Sept. 2, 2012

Why does one boost? An under-researched area

Gregor Wolbring, Cumming School of Medicine, writing in Conversation Canada
Would you sit on a pin if it helped you win a gold medal?
Would you sit on a pin if it helped you win a gold medal?

The BBC recently had a story Paralympic athletes who harm themselves to perform better which described various ways how disabled athletes try to boost their performance level. Common boosting techniques (boosting is prohibited by the International Paralympics Committee (IPC),) highlighted by the articles are:

  • Overfilling the bladder, by clamping a catheter
  • Sitting on a drawing pin
  • Use of tight leg straps
  • Twisting and/or sitting on the scrotum
  • Cracking or breaking a bone

In a survey of 60 Beijing Paralympics athletes, the IPC found that 17% had tried boosting — and the real number may be higher than that self-reported percentage.

Boosting was also covered in recent days by other media (including The Conversation) and even an ethics news service

However most, if not all, the coverage misses the real story.

The Ethics news service finishes their piece saying:

The disturbing anecdotes about boosting add a new dimension to the bioethics debate about whether sportsmen should be allowed to take performance-enhancing drugs. Can pain and mutilation really be regarded as performance-enhancing drugs?

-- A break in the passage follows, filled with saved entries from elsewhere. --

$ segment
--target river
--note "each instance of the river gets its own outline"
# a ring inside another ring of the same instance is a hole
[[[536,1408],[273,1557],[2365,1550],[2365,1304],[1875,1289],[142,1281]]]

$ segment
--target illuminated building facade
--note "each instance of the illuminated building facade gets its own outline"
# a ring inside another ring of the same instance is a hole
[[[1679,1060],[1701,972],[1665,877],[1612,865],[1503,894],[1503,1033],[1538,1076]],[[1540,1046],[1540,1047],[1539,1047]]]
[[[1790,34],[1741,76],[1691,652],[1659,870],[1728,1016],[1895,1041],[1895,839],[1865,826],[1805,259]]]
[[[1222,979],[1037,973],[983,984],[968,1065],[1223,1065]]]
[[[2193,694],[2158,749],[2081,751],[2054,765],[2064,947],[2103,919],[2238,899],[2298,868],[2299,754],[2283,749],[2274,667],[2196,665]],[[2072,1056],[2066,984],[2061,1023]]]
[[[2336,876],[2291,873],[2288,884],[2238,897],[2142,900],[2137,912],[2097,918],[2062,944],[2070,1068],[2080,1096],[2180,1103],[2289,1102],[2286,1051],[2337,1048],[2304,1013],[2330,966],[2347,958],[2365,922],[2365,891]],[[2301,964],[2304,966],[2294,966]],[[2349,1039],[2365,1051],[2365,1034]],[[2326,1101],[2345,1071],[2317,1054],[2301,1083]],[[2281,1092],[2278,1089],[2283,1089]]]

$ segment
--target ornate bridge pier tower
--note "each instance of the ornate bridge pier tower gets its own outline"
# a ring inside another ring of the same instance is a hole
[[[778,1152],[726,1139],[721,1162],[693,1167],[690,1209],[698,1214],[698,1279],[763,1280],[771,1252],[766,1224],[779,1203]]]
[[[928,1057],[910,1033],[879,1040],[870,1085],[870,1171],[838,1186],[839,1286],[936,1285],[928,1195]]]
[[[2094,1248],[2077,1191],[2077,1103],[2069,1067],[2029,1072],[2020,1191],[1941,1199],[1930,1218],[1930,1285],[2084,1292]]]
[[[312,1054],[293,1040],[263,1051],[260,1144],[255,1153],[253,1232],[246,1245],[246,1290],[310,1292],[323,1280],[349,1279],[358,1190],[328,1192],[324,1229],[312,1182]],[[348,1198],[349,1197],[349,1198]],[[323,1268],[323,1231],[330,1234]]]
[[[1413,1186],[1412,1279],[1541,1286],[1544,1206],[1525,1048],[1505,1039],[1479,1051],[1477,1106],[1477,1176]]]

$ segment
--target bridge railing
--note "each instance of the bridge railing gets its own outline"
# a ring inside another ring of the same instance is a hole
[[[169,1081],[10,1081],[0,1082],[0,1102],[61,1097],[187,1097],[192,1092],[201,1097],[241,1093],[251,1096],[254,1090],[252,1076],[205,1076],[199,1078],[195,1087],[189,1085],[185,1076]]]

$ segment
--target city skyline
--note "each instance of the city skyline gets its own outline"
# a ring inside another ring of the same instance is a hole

I submit this answer is already given. The IPC prohibits it because its seen as doping and because its not healthy. Its also not a new dimension. Performance enhancement happens in many ways not just drugs and more enhancement procedures beside drugs are prohibited in the Olympics and Paralympics.

The aforementioned BBC piece states:

But remarkably little scientific research has been done to assess how many athletes are willing to take these extreme measures to improve their performance.

I submit to get an exact answer to this question will be impossible. Very few if any who are having an active career will admit to doping in any form and many who won will not state it after the fact. And boosting is only one form of performance enhancement.

Paralympians of course are also susceptible to dope and the IPC is part of the broader Anti-Doping efforts and has its own Anti-Doping code

Assuming that the 17% mentioned is the number (although some say it could be 30%) is the number, the question I think that really needs an answer is: what makes them to dope or boost even if health risks are involved? And what makes them not dope and boost?

Donovan, Egger, Kapernick and Mendoza investigated in 2002 what might prevent so called non-disabled athletes to take illegal performance enhancing drugs in Sport. They found that the likelihood of drug use will be highest when

a) threat appraisal is low b) benefit appraisal is high c) personal morality is neutral d) perceived legitimacy of the laws and enforcement agency is low e) relevant reference groups are supportive of drug use and f) high vulnerability on personality factors (e.g. low self-esteem, risk taker, pessimist)

(A Conceptual Framework for Achieving Performance Enhancing Drug Compliance in Sport.“ Sports Medicine 32.4 (2002): 269-84.)

It might be interesting to see how these factors might rank for disabled athletes or whether there are other factors. We know that disabled people are treated badly in society and that negative reporting of disabled people is still prevalent. We know that disabled people who are part of sport have higher self-esteem than the ones not part of sport circles.

One paper in 1994 found that the positive effects are greater for International athletes than national /regional/recreational ones.

I submit that the why is under researched although the answer might be obvious. Also the solution is not thematised enough. If it’s the societal reality a disabled person, including a disabled athlete, faces that moves the person toward extreme measures just testing them for doping in all its forms does not solve the issue of why and without solving the why we do not solve the doping problem.